Dear Urist McTradesdwarf,
WHY?!?
I offered you 175* over the amount I owed you. Why then did you want to increase it to 350*?!? They're just beer and wine barrels! I only needed something to drink!
Urist McSealdwarf
To Urist McSealdwarf,
Traders are greedy motherlovers, sir. I don't know exactly how sharp they are, but if you don't have a sharp, assertive dwarf, well-skilled in persuasion, negotiation, intimidation, etc, they feel they can take advantage of the dwarf you sent to negotiate with them, and may demand a deal better in their favor, and will get pissed if you keep offering them a deal which is fair by your standards.
To counter this, I recommend, if available, getting the sharpest, most persuasive and skilled liar in the fort to do the negotiating. If you can't, then just have the woodcrafters turn trees into giant spiked balls. Armok knows why, but
everybody considers even babby-tier spiked balls incredibly valuable, and ones of genuine quality (for wooden objects,) will sell like crazy. Maybe they all think giant, spiked wooden balls are a form of avant-garde Dwarven art they can't understand, so they pay a premium for them so as not to appear to be stupid.
If you don't have any time for that, just seize the goods. You can go through a trade depot's menu selectively to Dump the goods you want if they're a Dwarven caravan, or just dump the whole thing (possibly including the traders' personal belongings, if you're feeling vindictive) if you're in a hurried mood.
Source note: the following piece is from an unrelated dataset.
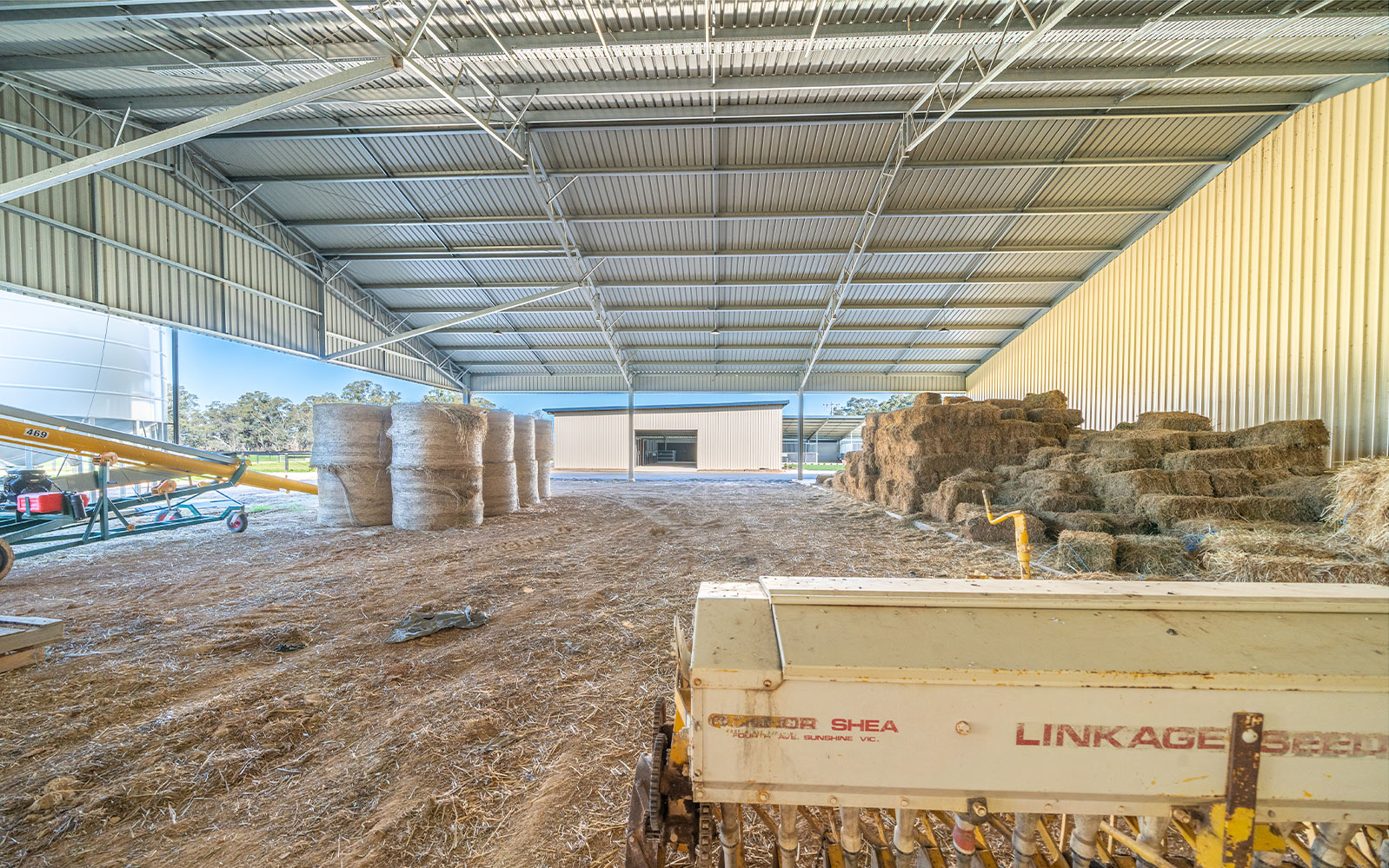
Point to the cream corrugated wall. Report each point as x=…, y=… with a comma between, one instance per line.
x=1261, y=297
x=729, y=439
You can also sell prepared meals for astounding prices, so if you really need to, you can buy whatever food is within your price budget, mince it all up into a roast, sell it back at a ridiculous premium, and buy whatever you like.
I just use the BALLS BALLS BALLS trick, though. By now, I'm half convinced that gargantuan wooden spiked balls
are art, given the quality that my carpenters have been putting out. Thinking of hanging a pair from the walls or something.